Книга Венсана Уаттара с неожиданной стороны показывает историю взросления женщины из Буркина-Фасо — со счастливого детства, внезапно прерванного традиционным для многих африканских племен женским обрезанием. Когда героине, Йели, исполнилось девять лет, в дом «пришла старушка, она еле переставляла ноги, опираясь на палку. Ее звали Самбена». Считается, что женское обрезание снижает либидо и тем самым способствует супружеской верности. В этом есть и рудименты инициации — обряда, помогающего переходу из детской во взрослую жизнь.

Кстати, подобным образом — как инициатический обряд —  можно трактовать и повсеместную ежегодную диспансеризацию в российских школах. Массовый медицинский медосмотр объединяет детей одного возраста точно так же, как и девочек в хижине старушки Самбены. Пережитый и преодоленный страх и физический дискомфорт, если не боль, способствуют взрослению ребенка, посвящают его в полный страданий мир взрослых.

«Таковы мы, женщины с заткнутым ртом, подчиненные глупым правилам, уничтожающим нашу жизнь. Потому что общество любит тех, кто подчиняется предписанным правилам и нормам. Потому что каждая из нас должна страдать в глубине души, чтобы сделать счастливыми других и быть для них образцом». Но наша героиня не смирилась. Будучи невестой своего двоюродного брата, она влюбилась в другого юношу, казавшегося ей более красивым и смелым, чем жених. Вроде бы удача оказалась на ее стороне — поехав на заработки, жених пропал без вести. Но дальше все оказалось еще хуже, и она становится второй женой отца своего любимого. Дальше все как в телесериале — с которого, в общем-то, и началось освобождение героини.

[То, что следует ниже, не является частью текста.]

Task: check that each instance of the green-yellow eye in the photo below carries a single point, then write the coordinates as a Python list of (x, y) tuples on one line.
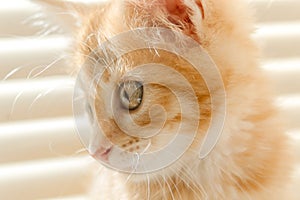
[(131, 94)]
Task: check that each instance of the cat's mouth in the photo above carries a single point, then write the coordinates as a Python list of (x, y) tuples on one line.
[(102, 153)]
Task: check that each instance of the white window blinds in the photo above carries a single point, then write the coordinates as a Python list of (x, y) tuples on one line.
[(40, 154)]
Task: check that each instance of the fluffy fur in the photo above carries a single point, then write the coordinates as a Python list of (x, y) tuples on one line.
[(252, 159)]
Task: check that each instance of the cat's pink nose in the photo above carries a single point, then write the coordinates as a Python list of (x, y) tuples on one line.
[(102, 153)]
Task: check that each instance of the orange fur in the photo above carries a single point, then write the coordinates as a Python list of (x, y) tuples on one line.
[(252, 159)]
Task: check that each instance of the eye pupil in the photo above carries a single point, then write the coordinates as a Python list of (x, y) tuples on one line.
[(131, 94)]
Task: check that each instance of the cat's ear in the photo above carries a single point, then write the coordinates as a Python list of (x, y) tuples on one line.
[(189, 13)]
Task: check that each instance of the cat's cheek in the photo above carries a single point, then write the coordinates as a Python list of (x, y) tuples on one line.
[(119, 159)]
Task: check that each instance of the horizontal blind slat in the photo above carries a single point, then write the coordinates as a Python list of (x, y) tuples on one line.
[(279, 40), (32, 57), (36, 98), (40, 139), (276, 10), (44, 179)]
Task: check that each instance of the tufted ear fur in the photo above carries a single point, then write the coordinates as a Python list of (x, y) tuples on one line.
[(186, 15)]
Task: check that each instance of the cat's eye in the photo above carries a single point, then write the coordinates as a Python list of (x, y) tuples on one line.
[(131, 94)]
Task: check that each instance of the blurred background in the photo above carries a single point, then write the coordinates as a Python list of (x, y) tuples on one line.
[(41, 156)]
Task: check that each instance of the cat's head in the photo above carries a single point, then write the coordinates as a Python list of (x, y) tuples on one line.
[(132, 100)]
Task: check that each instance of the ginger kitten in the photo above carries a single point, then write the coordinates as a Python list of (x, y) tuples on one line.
[(252, 159)]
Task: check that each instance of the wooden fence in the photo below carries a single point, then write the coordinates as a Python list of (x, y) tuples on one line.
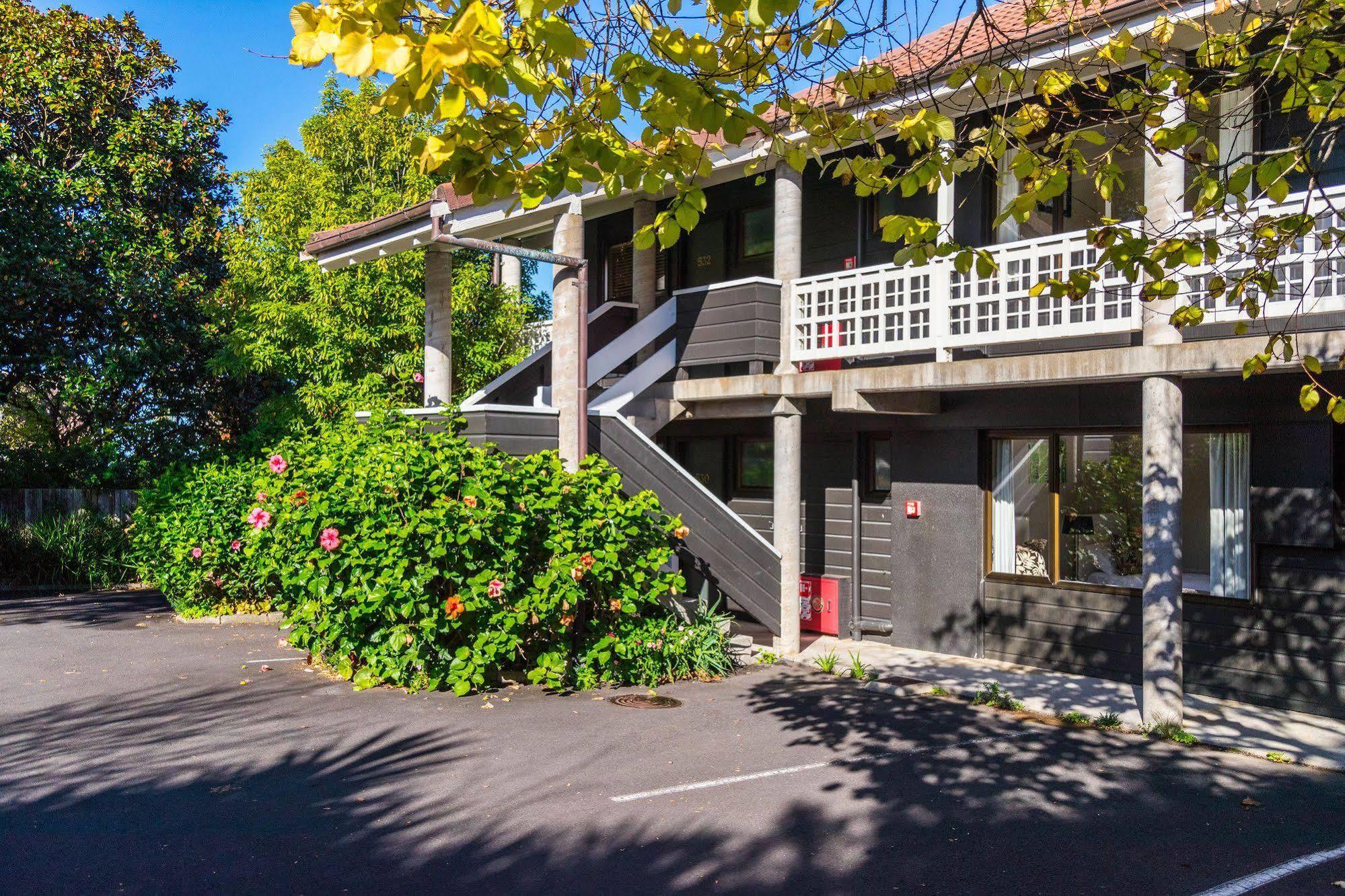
[(34, 504)]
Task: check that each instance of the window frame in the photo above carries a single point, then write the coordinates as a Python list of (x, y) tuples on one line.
[(741, 233), (868, 478), (752, 492), (1054, 579)]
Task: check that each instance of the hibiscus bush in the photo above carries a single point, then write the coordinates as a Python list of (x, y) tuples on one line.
[(404, 555), (187, 537)]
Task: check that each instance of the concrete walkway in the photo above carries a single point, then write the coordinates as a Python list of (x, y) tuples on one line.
[(1313, 741)]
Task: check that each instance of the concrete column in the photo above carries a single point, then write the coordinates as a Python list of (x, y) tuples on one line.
[(439, 321), (789, 251), (1161, 572), (1165, 188), (511, 272), (1165, 184), (787, 497), (568, 398), (643, 268)]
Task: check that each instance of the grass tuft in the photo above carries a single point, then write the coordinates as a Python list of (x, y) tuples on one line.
[(992, 695), (1171, 731)]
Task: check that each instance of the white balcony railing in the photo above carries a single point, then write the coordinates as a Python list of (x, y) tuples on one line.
[(537, 334), (887, 310)]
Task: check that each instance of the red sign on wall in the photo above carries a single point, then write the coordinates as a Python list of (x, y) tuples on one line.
[(820, 605)]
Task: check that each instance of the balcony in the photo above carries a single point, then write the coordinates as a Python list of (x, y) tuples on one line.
[(888, 310)]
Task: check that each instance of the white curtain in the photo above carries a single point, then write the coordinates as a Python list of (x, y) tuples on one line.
[(1230, 496), (1009, 228), (1004, 531)]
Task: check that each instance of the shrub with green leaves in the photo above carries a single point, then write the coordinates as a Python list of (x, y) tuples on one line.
[(404, 555), (187, 537)]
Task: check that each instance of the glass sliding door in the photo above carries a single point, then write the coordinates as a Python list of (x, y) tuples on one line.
[(1020, 507)]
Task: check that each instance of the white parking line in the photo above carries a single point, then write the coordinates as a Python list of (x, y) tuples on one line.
[(791, 770), (1285, 870)]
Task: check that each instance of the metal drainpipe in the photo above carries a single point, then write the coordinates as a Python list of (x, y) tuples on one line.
[(856, 542), (552, 259)]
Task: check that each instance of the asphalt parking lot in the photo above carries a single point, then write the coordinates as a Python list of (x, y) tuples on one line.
[(135, 759)]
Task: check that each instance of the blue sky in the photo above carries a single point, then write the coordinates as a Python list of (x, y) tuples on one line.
[(217, 46)]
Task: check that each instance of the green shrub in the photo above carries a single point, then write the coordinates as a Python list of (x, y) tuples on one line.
[(404, 555), (82, 550), (199, 509), (661, 649)]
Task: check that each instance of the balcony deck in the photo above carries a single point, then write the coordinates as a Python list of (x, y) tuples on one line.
[(889, 310)]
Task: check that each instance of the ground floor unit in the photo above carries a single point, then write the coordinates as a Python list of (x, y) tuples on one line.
[(1009, 525)]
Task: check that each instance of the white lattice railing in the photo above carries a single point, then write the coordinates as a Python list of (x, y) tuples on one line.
[(887, 310), (537, 334)]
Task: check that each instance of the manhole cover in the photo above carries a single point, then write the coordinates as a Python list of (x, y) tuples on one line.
[(646, 702)]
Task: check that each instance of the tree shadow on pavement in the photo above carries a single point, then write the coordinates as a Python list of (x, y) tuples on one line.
[(96, 609), (140, 792)]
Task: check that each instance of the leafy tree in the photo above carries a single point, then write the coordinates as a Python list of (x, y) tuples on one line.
[(350, 340), (532, 99), (112, 197)]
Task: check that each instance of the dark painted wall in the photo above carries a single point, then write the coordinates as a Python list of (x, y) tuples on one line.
[(937, 559)]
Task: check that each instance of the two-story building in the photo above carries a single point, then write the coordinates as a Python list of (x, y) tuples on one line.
[(988, 473)]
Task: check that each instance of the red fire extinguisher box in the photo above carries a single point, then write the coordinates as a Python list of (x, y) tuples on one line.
[(820, 605)]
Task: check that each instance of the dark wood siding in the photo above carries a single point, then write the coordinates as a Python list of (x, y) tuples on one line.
[(727, 326), (1086, 633), (1285, 649), (514, 434)]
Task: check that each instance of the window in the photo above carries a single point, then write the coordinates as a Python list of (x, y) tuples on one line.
[(1020, 507), (1216, 544), (1101, 528), (1095, 536), (756, 465), (877, 465), (758, 232)]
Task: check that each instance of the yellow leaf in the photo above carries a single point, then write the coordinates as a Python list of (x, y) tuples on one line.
[(307, 50), (453, 103), (303, 18), (355, 56), (392, 53)]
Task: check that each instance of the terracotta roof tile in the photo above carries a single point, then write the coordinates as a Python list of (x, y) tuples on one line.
[(992, 29)]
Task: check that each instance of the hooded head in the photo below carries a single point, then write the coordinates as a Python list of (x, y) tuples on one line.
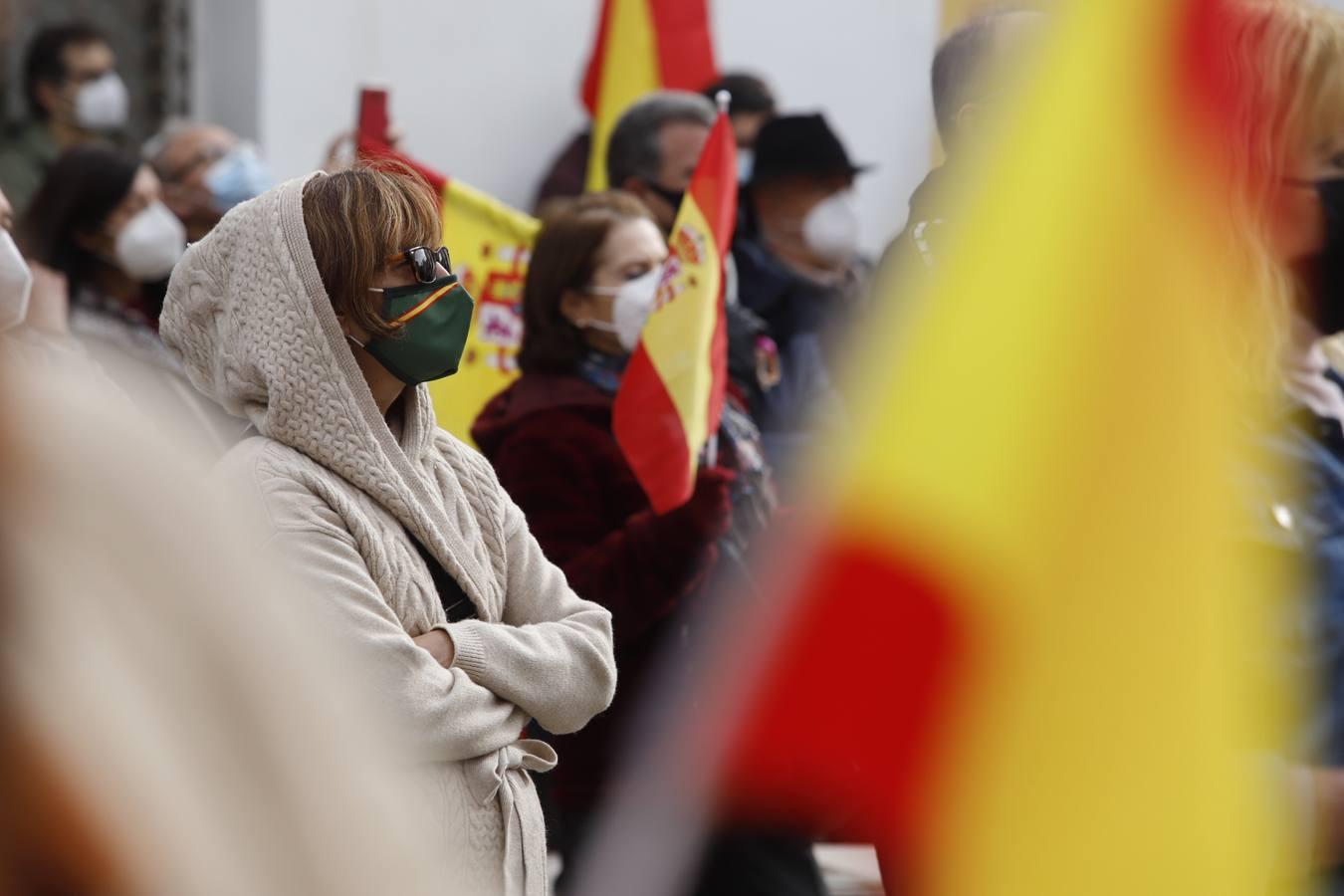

Однажды учитель из деревни, где родилась Йели, купил себе телевизор. И очень скоро оказалось, что местные жители узнают из фильмов о европейской любви, обольщении, страсти. «Перед телевизором было весело: скользящие по лицам улыбки, перешептывающиеся голоса, приглушенный смех, доверительные беседы. Прошла реклама: крем для осветления кожи, кубики для приготовления соуса, пляжи для отдыха…» Все как у нас, только вместо автозагара — крем для осветления кожи. Русскому читателю эта книга, возможно, напомнит о «Детстве Люверс» Бориса Пастернака, где особенно ярко выписан эпизод с началом менструации у тринадцатилетней Жени, пытавшейся запудрить кровавое пятно на ночной рубашке и не понимающей, что с ней происходит. «Томящее и измождающее, внушение это было делом организма, который таил смысл всего от девочки и, ведя себя преступником, заставлял ее полагать в этом кровотечении какое-то тошнотворное, гнусное зло».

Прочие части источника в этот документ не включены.